Eppure nuove insidie sono in agguato; insidie di cui il lettore ha contezza sin dall’incipit, che lascia ben intendere come qualcosa di grave sia successo, per poi affidare all’analessi il racconto in prima persona della vita della ragazza. La seconda parte del romanzo, illuminata da una luce livida, è figlia dell’esplosione improvvisa di un insospettabile (ma solo per il lettore disattento) mina vagante. Costante è il contrasto tra il frenetico vivere dell’ambiente milanese – luogo delle scoperte, delle esperienze, per alcuni della crisi – e il tempo della lentezza, legato alla tendenza della protagonista a fuggire nel buen (non sempre) retiro della masseria materna sulla costa jonica. In quest’ultima la ragazza può adagiarsi in una “melbità” che gradualmente cede il posto al decisionismo, alla capacità, a costo di sofferenze, di prendere in mano le redini della propria vita.
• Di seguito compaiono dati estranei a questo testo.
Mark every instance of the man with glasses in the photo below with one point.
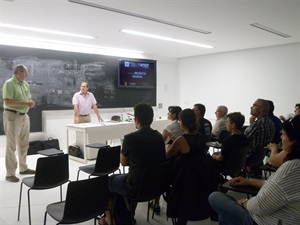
(259, 133)
(83, 102)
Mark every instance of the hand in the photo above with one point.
(30, 104)
(239, 181)
(273, 147)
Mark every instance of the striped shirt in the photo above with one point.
(279, 197)
(84, 102)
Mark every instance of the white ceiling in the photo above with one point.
(227, 20)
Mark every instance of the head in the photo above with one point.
(84, 87)
(173, 112)
(221, 111)
(187, 120)
(260, 108)
(291, 138)
(297, 109)
(271, 106)
(199, 110)
(21, 72)
(235, 121)
(143, 114)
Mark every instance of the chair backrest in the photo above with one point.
(86, 199)
(108, 158)
(51, 171)
(224, 134)
(256, 158)
(155, 181)
(236, 162)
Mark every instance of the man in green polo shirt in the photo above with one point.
(16, 103)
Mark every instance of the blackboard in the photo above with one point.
(54, 77)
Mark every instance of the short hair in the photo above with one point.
(201, 108)
(188, 119)
(144, 113)
(87, 84)
(264, 105)
(175, 109)
(19, 68)
(271, 106)
(224, 109)
(292, 129)
(238, 119)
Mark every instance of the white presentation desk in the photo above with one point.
(87, 133)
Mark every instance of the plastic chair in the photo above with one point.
(108, 161)
(50, 172)
(155, 181)
(85, 200)
(236, 162)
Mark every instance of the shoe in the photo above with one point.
(156, 208)
(13, 179)
(28, 171)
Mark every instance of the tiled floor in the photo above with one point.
(9, 195)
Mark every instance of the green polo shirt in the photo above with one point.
(16, 90)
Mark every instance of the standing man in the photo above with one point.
(83, 102)
(16, 103)
(220, 123)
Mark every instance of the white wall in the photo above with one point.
(236, 79)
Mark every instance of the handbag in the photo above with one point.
(74, 150)
(51, 143)
(34, 147)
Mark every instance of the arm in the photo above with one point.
(13, 103)
(241, 181)
(97, 112)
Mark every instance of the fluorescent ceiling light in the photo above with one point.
(12, 26)
(257, 25)
(94, 5)
(166, 38)
(34, 42)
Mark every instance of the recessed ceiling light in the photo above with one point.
(165, 38)
(12, 26)
(257, 25)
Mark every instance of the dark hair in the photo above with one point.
(271, 106)
(19, 68)
(238, 119)
(188, 119)
(201, 108)
(176, 110)
(292, 129)
(144, 113)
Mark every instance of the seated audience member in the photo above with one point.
(296, 112)
(172, 130)
(276, 121)
(193, 173)
(220, 123)
(278, 197)
(140, 148)
(237, 139)
(204, 125)
(259, 133)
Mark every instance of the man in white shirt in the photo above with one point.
(83, 102)
(220, 123)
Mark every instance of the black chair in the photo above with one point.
(236, 162)
(155, 181)
(108, 161)
(85, 200)
(50, 172)
(254, 161)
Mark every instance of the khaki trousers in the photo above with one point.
(16, 129)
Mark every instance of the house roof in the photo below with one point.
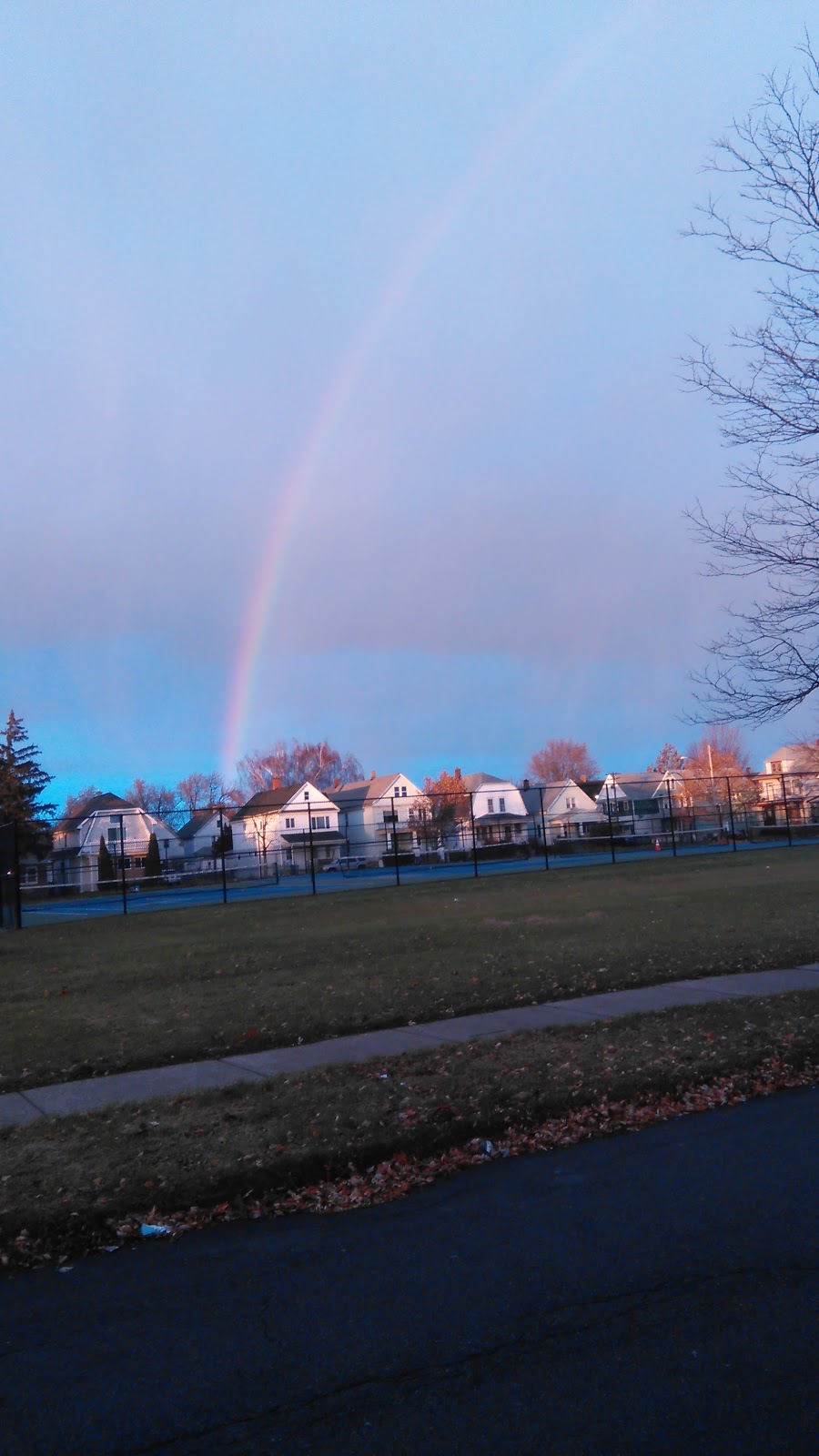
(552, 793)
(475, 781)
(98, 804)
(198, 820)
(804, 756)
(271, 800)
(360, 791)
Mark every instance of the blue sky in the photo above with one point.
(203, 207)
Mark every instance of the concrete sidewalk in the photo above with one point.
(92, 1096)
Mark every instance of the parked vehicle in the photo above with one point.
(344, 863)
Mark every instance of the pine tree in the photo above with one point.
(22, 783)
(153, 861)
(106, 871)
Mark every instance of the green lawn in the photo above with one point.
(96, 996)
(72, 1184)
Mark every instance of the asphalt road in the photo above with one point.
(652, 1293)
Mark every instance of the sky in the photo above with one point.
(339, 382)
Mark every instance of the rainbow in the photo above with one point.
(351, 369)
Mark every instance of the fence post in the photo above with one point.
(222, 852)
(785, 804)
(731, 813)
(544, 829)
(671, 817)
(310, 834)
(395, 841)
(123, 865)
(18, 895)
(611, 834)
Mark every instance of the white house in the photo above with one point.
(643, 803)
(200, 837)
(380, 815)
(792, 778)
(494, 807)
(126, 830)
(281, 827)
(564, 810)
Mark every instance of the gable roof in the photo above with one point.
(804, 756)
(198, 820)
(475, 781)
(360, 791)
(98, 804)
(271, 800)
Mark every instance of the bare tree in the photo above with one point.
(668, 757)
(77, 801)
(317, 762)
(561, 759)
(719, 754)
(768, 660)
(155, 798)
(200, 791)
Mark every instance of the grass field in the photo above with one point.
(67, 1184)
(96, 996)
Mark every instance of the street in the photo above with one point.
(646, 1293)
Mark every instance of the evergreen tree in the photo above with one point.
(153, 859)
(22, 783)
(106, 871)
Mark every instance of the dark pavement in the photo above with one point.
(646, 1293)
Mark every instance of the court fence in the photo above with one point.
(405, 841)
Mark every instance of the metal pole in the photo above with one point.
(310, 834)
(544, 829)
(731, 812)
(785, 804)
(611, 834)
(18, 897)
(671, 817)
(123, 866)
(395, 841)
(222, 855)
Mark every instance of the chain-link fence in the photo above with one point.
(399, 837)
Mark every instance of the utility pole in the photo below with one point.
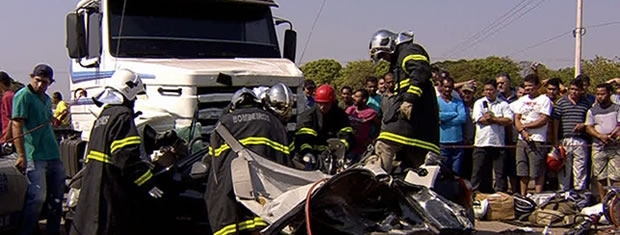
(578, 33)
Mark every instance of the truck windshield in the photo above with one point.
(191, 29)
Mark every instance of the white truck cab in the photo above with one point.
(191, 54)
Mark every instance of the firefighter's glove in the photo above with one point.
(405, 110)
(156, 192)
(309, 160)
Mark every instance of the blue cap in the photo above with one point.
(44, 71)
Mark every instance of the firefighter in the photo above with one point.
(411, 122)
(280, 99)
(261, 132)
(322, 121)
(117, 182)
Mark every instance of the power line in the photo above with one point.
(540, 43)
(493, 24)
(502, 27)
(561, 35)
(316, 19)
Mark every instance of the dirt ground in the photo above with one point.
(495, 227)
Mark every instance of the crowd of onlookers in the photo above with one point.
(558, 135)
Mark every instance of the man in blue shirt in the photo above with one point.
(452, 116)
(374, 100)
(38, 152)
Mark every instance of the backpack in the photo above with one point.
(557, 212)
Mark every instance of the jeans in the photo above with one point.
(46, 181)
(489, 160)
(454, 157)
(576, 165)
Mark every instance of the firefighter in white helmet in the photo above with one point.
(117, 183)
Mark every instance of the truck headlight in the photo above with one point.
(72, 197)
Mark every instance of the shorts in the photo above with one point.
(606, 163)
(530, 159)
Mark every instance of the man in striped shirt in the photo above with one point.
(569, 115)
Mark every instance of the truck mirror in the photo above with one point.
(76, 36)
(94, 35)
(290, 44)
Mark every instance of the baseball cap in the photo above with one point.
(4, 75)
(43, 70)
(468, 87)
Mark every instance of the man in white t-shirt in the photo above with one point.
(531, 118)
(491, 115)
(603, 123)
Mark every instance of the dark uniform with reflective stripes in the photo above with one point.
(264, 134)
(116, 180)
(313, 129)
(413, 84)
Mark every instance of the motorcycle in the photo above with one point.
(13, 187)
(361, 199)
(182, 206)
(432, 174)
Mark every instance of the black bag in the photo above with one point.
(581, 199)
(71, 155)
(523, 207)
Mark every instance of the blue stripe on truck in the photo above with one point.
(82, 76)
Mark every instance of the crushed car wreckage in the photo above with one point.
(363, 199)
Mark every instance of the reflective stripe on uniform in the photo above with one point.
(321, 148)
(305, 146)
(255, 141)
(245, 225)
(417, 57)
(118, 144)
(306, 131)
(414, 90)
(403, 83)
(98, 156)
(409, 141)
(143, 178)
(291, 146)
(346, 129)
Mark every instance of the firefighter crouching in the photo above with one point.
(323, 121)
(411, 123)
(261, 132)
(117, 182)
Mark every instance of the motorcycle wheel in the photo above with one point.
(67, 226)
(471, 216)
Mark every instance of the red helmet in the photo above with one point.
(325, 94)
(556, 158)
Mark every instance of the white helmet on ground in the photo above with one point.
(280, 99)
(125, 85)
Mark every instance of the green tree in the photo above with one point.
(482, 69)
(321, 71)
(600, 69)
(355, 72)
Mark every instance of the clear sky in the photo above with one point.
(34, 30)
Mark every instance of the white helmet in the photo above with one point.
(125, 85)
(244, 96)
(280, 99)
(384, 41)
(260, 92)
Nell’opera sono numerosi i temi che affiorano: lo sfruttamento della manodopera straniera, magari da parte dei medesimi imprenditori rampanti che, forti della ricchezza economica, tuonano contro gli immigrati; il pregiudizio idiota, onnipresente nella nostra società e che colpisce, per esempio, Samuele per il semplice fatto che, uomo, esercita la professione di danzatore; il senso d’inutilità che l’italiano medio (per non dire mediocre) attribuisce all’Arte e alla Poesia; l’incidenza della violenza fisica e psicologica sulle donne, anche negli ambienti delle cosiddette “brave persone”. Un’opera scritta con intelligenza, che, mentre descrive la struggente bellezza del Sud Italia, ne denota la mentalità spesso provinciale, pur rivelando anche il provincialismo non meno gretto e ignorante che caratterizza una fetta ben consistente di individui dell’altra punta dello Stivale. Il tutto con quell’ironia che ti salva dalla rabbia.